Genshin: General Shield for Natural Language Processing with Large Language Models

Xiao Peng,Tao Liu,Ying Wang
2024-06-03
Abstract:Large language models (LLMs) like ChatGPT, Gemini, or LLaMA have been trending recently, demonstrating considerable advancement and generalizability power in countless domains. However, LLMs create an even bigger black box exacerbating opacity, with interpretability limited to few approaches. The uncertainty and opacity embedded in LLMs' nature restrict their application in high-stakes domains like financial fraud, phishing, etc. Current approaches mainly rely on traditional textual classification with posterior interpretable algorithms, suffering from attackers who may create versatile adversarial samples to break the system's defense, forcing users to make trade-offs between efficiency and robustness. To address this issue, we propose a novel cascading framework called Genshin (General Shield for Natural Language Processing with Large Language Models), utilizing LLMs as defensive one-time plug-ins. Unlike most applications of LLMs that try to transform text into something new or structural, Genshin uses LLMs to recover text to its original state. Genshin aims to combine the generalizability of the LLM, the discrimination of the median model, and the interpretability of the simple model. Our experiments on the task of sentimental analysis and spam detection have shown fatal flaws of the current median models and exhilarating results on LLMs' recovery ability, demonstrating that Genshin is both effective and efficient. In our ablation study, we unearth several intriguing observations. Utilizing the LLM defender, a tool derived from the 4th paradigm, we have reproduced BERT's 15% optimal mask rate results in the 3rd paradigm of NLP. Additionally, when employing the LLM as a potential adversarial tool, attackers are capable of executing effective attacks that are nearly semantically lossless.

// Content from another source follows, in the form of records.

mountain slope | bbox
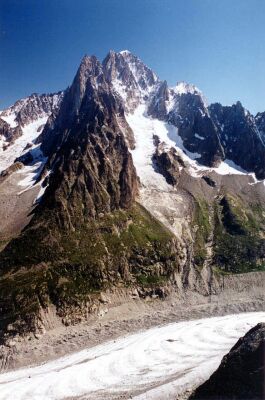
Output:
[0,51,265,341]
[191,323,265,400]
[0,57,181,340]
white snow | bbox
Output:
[0,116,48,172]
[126,105,204,191]
[194,133,205,140]
[126,104,256,184]
[0,312,265,400]
[174,81,198,95]
[0,113,17,128]
[211,160,248,175]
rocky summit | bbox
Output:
[0,50,265,343]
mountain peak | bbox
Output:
[119,50,132,56]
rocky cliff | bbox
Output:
[191,323,265,400]
[0,51,265,341]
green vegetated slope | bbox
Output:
[193,193,265,273]
[0,204,178,340]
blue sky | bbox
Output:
[0,0,265,113]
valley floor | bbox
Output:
[0,273,265,400]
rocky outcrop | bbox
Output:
[209,102,265,179]
[0,56,182,341]
[190,323,265,400]
[0,52,265,341]
[0,92,64,127]
[103,50,158,111]
[148,82,224,166]
[153,136,185,186]
[0,118,22,150]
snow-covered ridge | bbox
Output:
[172,81,202,95]
[0,92,64,127]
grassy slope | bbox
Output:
[0,205,178,340]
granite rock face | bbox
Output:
[191,323,265,400]
[0,91,64,127]
[209,102,265,179]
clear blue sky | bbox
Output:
[0,0,265,113]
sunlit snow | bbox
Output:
[0,312,265,400]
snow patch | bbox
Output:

Computation and Language,Artificial Intelligence
What problem does this paper attempt to address?
### What problem does this paper attempt to solve? This paper proposes a new framework called "Genshin," aimed at addressing the vulnerability of large language models (LLMs) to adversarial text attacks. Specifically: 1. **Defense against Adversarial Attacks**: - While current LLMs perform well, they lack in interpretability and robustness. The paper introduces the Genshin framework to enhance the defense capabilities of LLMs, enabling them to restore maliciously tampered text to its original state. 2. **Dual Nature of Adversarial Attacks**: - The paper points out that LLMs can be used not only as defense tools but also as potential attack tools. Therefore, the Genshin framework aims to balance these two uses. 3. **Interpretability and Efficiency**: - The paper emphasizes the necessity of improving model interpretability while maintaining efficiency. By combining medium-sized language models (LMs) and interpretable models (IMs), the Genshin framework achieves this goal. 4. **Experimental Validation**: - The paper validates the effectiveness and efficiency of the Genshin framework through experiments on sentiment analysis and spam detection tasks, demonstrating its recovery capability in adversarial attacks. 5. **Future Work Directions**: - The paper discusses possible future research directions, including improving the controllability of LLM attackers, developing new prompting techniques, and applying Genshin to multimodal data processing. In summary, this paper aims to enhance the robustness and interpretability of LLMs in adversarial attacks through the Genshin framework and explores its potential in various application scenarios.